Unwanted contaminants in the final cell preparation can be the result of any of a number of factors. Assuming protocols are followed precisely and the beginning specimen was typical, a common reason for failure in purification or enrichment of cells is reagent failure. This may be due to substandard lots of reagents, improper storage, or the use of inappropriate or expired reagents. If possible, all reagents should be checked (at least grossly) prior to use. Such checks might include examining the reagent bottles for obvious contamination, reagent expiration date, and any unusual discoloration or precipitate. A second common failure is simply mistakes made in following a protocol, such as inaccurate pipetting or centrifugation speeds.

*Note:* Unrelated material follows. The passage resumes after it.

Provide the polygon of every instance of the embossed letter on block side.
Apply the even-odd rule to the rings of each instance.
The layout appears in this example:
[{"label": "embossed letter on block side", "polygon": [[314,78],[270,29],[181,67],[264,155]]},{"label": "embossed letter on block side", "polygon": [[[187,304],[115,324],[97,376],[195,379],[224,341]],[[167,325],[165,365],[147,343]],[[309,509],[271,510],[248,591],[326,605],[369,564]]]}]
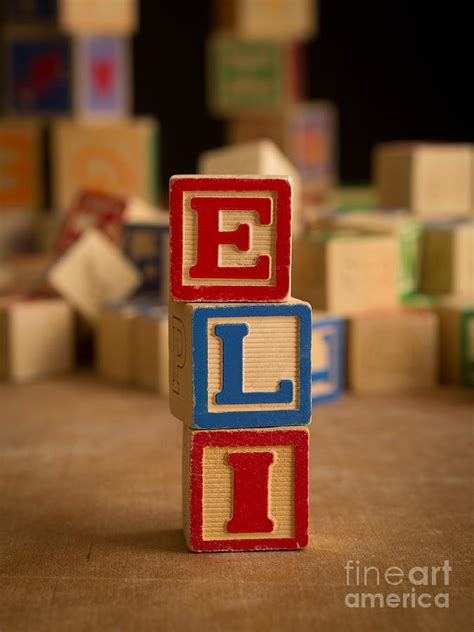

It is also crucial in most instances to assess the viability of separated cells. This may be easily done by any number of methods (e.g.see UNIT 5.2). Additionally, viability should be determined prior to separation procedures. Low initial viability may greatly alter purification, even if viable cells are not needed in the final specimen. Low viability in the final specimen may be due to the presence of cytotoxic agents, such as preservatives, in one of the reagents. A reagent to be considered is the fetal bovine serum, which may not have been properly heat inactivated. Alternatively, poor viability may be due to overly harsh treatment of the cells (e.g., centrifugation).
The yield and purity from each of these methods is different. As stated above, before using any of these separation procedures is used, a decision must be made whether this is to be a purification or enrichment process. The resulting yields must be anticipated and evaluated in this light.
The length of time required to separate cells by these procedures ranges from several minutes to many hours. With most procedures, optimal results will be obtained if cells are processed as soon as possible after collection from the donor. This will minimize problems with viability and any possible alteration of the cell surface antigens.